Description
About This Talk
When people are first learning Django, they do a lot of work to reach the point where they have a project that works locally. Then they think, "All right! Now I can deploy my project and everyone can see how wonderful it is!"
What comes next? They have to identify a hosting service, hopefully find docs that are up to date enough to use, make a bunch of changes to their project, hope for no typos or misunderstandings, and maybe they'll end up with a deployed project. Many projects languish on local systems because of how difficult it can be to carry out your first deployment.
I've written django-simple-deploy as a standalone management command that inspects a local project, and automatically configures the project for deployment to the specified hosting platform. If a project is being tracked with Git and has a requirements file, and you have an account on a hosting platform with their CLI installed, you can deploy in a few steps without ever visiting the hosting platform's docs.
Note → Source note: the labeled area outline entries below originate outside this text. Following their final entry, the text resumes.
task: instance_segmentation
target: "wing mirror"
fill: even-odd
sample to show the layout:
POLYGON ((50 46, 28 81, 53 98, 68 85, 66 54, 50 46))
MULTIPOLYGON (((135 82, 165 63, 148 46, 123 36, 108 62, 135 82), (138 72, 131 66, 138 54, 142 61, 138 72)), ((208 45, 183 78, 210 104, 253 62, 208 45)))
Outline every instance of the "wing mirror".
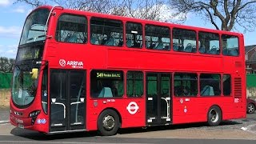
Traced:
POLYGON ((32 71, 30 72, 31 78, 32 79, 37 79, 38 76, 38 68, 33 68, 32 71))

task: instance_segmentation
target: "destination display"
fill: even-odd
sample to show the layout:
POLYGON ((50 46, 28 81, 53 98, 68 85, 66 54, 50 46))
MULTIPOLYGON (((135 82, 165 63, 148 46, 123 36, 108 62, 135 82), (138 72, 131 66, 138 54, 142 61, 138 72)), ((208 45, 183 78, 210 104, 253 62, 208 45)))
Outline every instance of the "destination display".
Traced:
POLYGON ((97 72, 98 78, 122 78, 121 72, 101 71, 97 72))

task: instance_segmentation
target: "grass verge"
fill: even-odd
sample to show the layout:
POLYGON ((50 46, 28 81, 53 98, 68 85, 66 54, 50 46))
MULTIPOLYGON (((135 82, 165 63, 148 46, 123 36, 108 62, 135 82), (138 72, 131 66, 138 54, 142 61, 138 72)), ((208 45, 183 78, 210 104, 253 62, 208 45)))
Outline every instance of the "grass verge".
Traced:
POLYGON ((0 89, 0 110, 8 110, 10 108, 10 89, 0 89))

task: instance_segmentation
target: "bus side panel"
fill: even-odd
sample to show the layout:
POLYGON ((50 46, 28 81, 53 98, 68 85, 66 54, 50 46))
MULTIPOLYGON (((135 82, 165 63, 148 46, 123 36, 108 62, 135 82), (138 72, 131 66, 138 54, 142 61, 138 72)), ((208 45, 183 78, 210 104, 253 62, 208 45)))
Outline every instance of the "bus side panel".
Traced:
POLYGON ((207 122, 207 113, 213 105, 220 107, 223 120, 234 118, 234 115, 237 114, 234 109, 234 98, 231 96, 174 98, 174 124, 207 122))
POLYGON ((114 110, 118 114, 120 114, 122 128, 140 127, 146 126, 145 101, 142 98, 98 98, 89 100, 88 103, 86 118, 87 130, 97 130, 97 120, 100 114, 106 109, 114 110), (136 106, 133 104, 131 105, 130 102, 135 102, 137 104, 137 110, 134 109, 134 106, 136 106))

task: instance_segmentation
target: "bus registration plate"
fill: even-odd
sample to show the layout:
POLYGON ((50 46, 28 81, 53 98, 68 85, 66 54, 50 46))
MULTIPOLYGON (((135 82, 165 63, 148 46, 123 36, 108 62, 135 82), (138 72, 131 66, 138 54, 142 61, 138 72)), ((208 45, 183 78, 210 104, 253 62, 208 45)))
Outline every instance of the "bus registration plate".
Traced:
POLYGON ((24 129, 24 125, 19 123, 18 124, 18 127, 24 129))

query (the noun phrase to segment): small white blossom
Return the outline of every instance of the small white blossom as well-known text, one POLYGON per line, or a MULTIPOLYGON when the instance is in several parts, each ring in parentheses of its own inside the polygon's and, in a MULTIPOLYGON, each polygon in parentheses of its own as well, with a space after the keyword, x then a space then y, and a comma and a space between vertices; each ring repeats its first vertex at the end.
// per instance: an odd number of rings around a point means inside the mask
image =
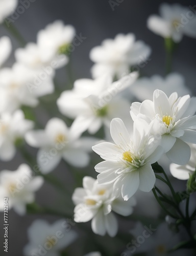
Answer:
POLYGON ((35 106, 38 97, 53 93, 52 77, 45 74, 42 78, 41 73, 18 63, 0 70, 0 113, 13 112, 21 105, 35 106))
POLYGON ((56 20, 40 30, 37 34, 37 45, 42 51, 42 61, 48 62, 61 59, 61 66, 66 64, 68 58, 64 54, 75 34, 72 26, 65 26, 61 20, 56 20))
POLYGON ((159 140, 150 135, 145 122, 134 123, 131 138, 122 121, 114 118, 111 122, 110 133, 115 144, 102 142, 93 150, 105 161, 95 166, 100 184, 113 184, 115 191, 119 190, 125 200, 130 198, 139 188, 149 192, 155 183, 151 164, 162 154, 159 140))
POLYGON ((67 231, 65 220, 50 224, 43 220, 34 221, 28 230, 29 243, 23 248, 25 256, 47 255, 60 256, 60 251, 77 238, 74 230, 67 231))
POLYGON ((162 145, 167 157, 174 163, 184 165, 190 159, 190 147, 186 142, 196 143, 196 98, 189 95, 169 97, 162 91, 154 92, 153 101, 134 102, 131 107, 133 120, 145 120, 151 132, 162 137, 162 145))
POLYGON ((94 80, 83 79, 76 81, 71 91, 65 91, 57 100, 59 110, 71 118, 76 118, 73 129, 81 133, 88 130, 94 134, 103 124, 109 127, 114 117, 129 119, 129 102, 117 97, 131 86, 137 77, 131 73, 113 83, 110 76, 103 76, 94 80))
POLYGON ((13 114, 0 115, 0 159, 9 161, 16 153, 15 143, 23 139, 26 133, 33 129, 34 122, 24 119, 23 112, 17 110, 13 114))
POLYGON ((117 232, 116 219, 112 210, 127 216, 133 211, 135 201, 132 198, 125 202, 121 197, 113 194, 112 186, 98 184, 90 177, 83 178, 83 188, 77 188, 72 196, 76 206, 74 209, 74 220, 76 222, 86 222, 92 220, 93 231, 101 236, 106 232, 114 237, 117 232))
POLYGON ((104 40, 101 46, 93 48, 91 60, 95 62, 91 73, 97 78, 103 74, 117 78, 129 73, 130 67, 140 65, 149 56, 150 48, 142 41, 135 41, 133 34, 119 34, 114 39, 104 40))
POLYGON ((176 42, 181 40, 184 35, 196 37, 196 16, 194 11, 179 4, 162 4, 161 16, 149 17, 147 26, 153 32, 164 38, 172 38, 176 42))
POLYGON ((189 144, 190 158, 185 165, 171 163, 169 166, 172 175, 179 180, 188 180, 196 169, 196 145, 189 144))
POLYGON ((169 97, 176 92, 180 96, 189 94, 190 91, 186 86, 184 78, 177 73, 172 73, 163 78, 154 75, 150 78, 143 77, 137 79, 130 90, 132 94, 142 101, 145 99, 153 100, 153 92, 159 89, 169 97))
POLYGON ((47 123, 44 130, 30 131, 26 135, 27 143, 38 147, 37 162, 43 173, 52 171, 63 158, 69 164, 83 167, 89 161, 88 153, 97 139, 79 138, 59 118, 53 118, 47 123))
POLYGON ((19 215, 26 212, 27 204, 33 203, 34 193, 43 183, 41 177, 33 177, 29 165, 22 164, 15 171, 4 170, 0 173, 0 210, 4 210, 4 198, 9 198, 8 208, 19 215))
POLYGON ((0 67, 6 61, 12 51, 11 40, 8 36, 0 38, 0 67))
POLYGON ((18 0, 0 0, 0 23, 14 11, 18 4, 18 0))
This talk will cover: - A live demo. - Why the Django community needs a project like django-simple-deploy. - What does this mean for people who have just finished the Polls tutorial? - What does this mean for hosting companies? - How it works: What changes does django-simple-deploy make to your project? - How it works: How does django-simple-deploy make these changes? - Deep dive: How do you test a Django project that acts on another Django project, and targets a remote platform? - Open questions (my open questions) - Contributing
This talk is not just for beginners. Beginners will benefit from knowing about a simple deployment tool, but intermediate developers will probably learn something from peeking under the hood of a management command that acts on another project. And people who teach Django will probably appreciate having a tool that configures a project for deployment, without having to talk their students through all the steps of deploying to a specific platform.